A day late, my post on The Egoist for March: just a few quick notes for myself.
Richard Aldington writes an essay on Ernest Dowson that warms my heart because he was inspired to do so while "turning over old numbers of the Mercure de France" (41). This piece is particularly interesting because of its economic theory of art, lamenting the struggles of his contemporary young poets. I wonder if there's some oblique commentary on Pound in his account of geniuses who are unfit to make a regular living.
Marsden continues her "Truth and Reality" series, with meditations on reality as based in conventions of language.

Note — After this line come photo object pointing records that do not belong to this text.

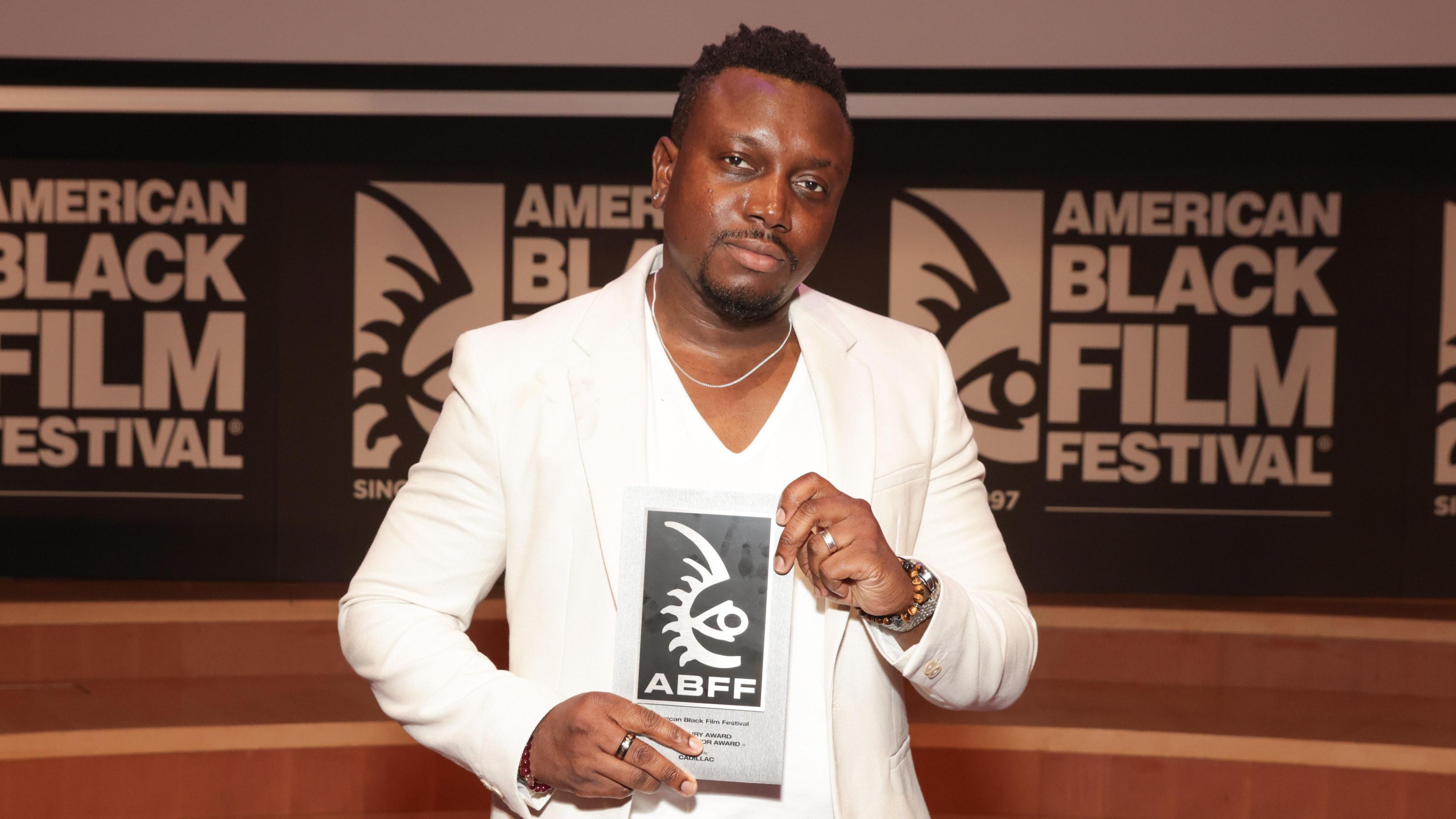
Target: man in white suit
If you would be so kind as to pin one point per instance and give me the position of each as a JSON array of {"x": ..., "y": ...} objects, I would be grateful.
[{"x": 707, "y": 365}]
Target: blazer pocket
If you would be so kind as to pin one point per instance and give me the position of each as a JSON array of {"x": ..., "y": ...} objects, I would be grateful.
[{"x": 899, "y": 477}]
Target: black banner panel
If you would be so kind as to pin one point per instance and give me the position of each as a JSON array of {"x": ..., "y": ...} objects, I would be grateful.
[{"x": 1200, "y": 358}]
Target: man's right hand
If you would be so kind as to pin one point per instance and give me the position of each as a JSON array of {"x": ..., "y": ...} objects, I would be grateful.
[{"x": 576, "y": 747}]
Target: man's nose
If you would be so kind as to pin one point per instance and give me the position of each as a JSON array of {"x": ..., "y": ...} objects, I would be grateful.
[{"x": 768, "y": 205}]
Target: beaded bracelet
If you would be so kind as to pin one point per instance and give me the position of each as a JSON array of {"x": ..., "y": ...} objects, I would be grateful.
[{"x": 523, "y": 773}]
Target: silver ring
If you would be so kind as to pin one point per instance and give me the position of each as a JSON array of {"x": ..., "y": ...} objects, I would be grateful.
[
  {"x": 829, "y": 540},
  {"x": 625, "y": 745}
]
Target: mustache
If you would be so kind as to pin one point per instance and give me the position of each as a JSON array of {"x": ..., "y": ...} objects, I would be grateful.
[{"x": 762, "y": 237}]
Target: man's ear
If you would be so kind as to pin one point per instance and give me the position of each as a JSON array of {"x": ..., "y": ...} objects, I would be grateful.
[{"x": 664, "y": 157}]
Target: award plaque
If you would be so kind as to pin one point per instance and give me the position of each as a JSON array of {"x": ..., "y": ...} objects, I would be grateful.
[{"x": 704, "y": 626}]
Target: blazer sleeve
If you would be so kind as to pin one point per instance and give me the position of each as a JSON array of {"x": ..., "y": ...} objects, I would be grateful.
[
  {"x": 404, "y": 621},
  {"x": 981, "y": 645}
]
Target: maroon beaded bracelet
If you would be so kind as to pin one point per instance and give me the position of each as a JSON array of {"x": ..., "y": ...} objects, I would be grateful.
[{"x": 523, "y": 773}]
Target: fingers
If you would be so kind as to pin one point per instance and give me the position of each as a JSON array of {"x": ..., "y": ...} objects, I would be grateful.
[
  {"x": 646, "y": 770},
  {"x": 637, "y": 719},
  {"x": 819, "y": 553},
  {"x": 825, "y": 508},
  {"x": 841, "y": 572},
  {"x": 800, "y": 534},
  {"x": 801, "y": 490}
]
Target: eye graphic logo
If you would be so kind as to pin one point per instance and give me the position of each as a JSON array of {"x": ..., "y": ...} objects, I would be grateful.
[
  {"x": 428, "y": 264},
  {"x": 686, "y": 626},
  {"x": 1447, "y": 362},
  {"x": 967, "y": 266}
]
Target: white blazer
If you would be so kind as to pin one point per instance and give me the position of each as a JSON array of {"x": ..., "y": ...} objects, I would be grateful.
[{"x": 525, "y": 473}]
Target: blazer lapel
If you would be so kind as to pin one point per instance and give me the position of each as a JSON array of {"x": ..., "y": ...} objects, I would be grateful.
[
  {"x": 845, "y": 394},
  {"x": 609, "y": 399}
]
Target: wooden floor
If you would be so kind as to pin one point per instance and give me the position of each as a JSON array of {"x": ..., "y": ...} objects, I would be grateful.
[{"x": 193, "y": 701}]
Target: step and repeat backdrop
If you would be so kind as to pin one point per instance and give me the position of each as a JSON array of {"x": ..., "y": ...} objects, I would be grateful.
[{"x": 1200, "y": 358}]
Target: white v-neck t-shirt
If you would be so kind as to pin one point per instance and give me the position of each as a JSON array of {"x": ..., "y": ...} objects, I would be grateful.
[{"x": 683, "y": 451}]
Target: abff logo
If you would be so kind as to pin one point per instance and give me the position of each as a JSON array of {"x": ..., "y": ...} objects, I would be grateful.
[
  {"x": 966, "y": 264},
  {"x": 1447, "y": 361},
  {"x": 428, "y": 264}
]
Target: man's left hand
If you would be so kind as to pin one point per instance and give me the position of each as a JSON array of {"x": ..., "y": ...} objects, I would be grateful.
[{"x": 861, "y": 570}]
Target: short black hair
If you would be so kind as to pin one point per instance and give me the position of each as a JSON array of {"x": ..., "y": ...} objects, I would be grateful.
[{"x": 787, "y": 55}]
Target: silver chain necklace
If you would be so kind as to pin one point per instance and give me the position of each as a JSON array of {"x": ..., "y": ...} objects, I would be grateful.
[{"x": 659, "y": 330}]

Importantly, she attacks Bergson, who was important to the magazine in 1913. This essay is really interesting, and will get more attention than I'm going to give it right now--in my dissertation.
Harold Munro, after the collapse of Poetry and Drama, has found his way to The Egoist to pen a piece on a poet who died young, James Elroy Flecker, which ends with this sentence: "Few writers have devoted such careful study to their art, and few modern poets realized so truly the necessity for devotion to the art of poetry" (39). Note how, oddly, Munro seems to say that modern poetry is already finished with the past tense of "realized." I wonder if that's a slip, or if there's an implied periodization there.
F.S. Flint contributes a few lines of translation from the Mille Nuits et Une Nuit, presumably from Antoine Galland's edition.
The Egoist prints poems in french by Paul Fort.
Three Chicago journals have taken out a full page ad at the end: Poetry, The Little Review, and Drama. The momentum of American modernism seems to be shifting from New York to Chicago in a hurry.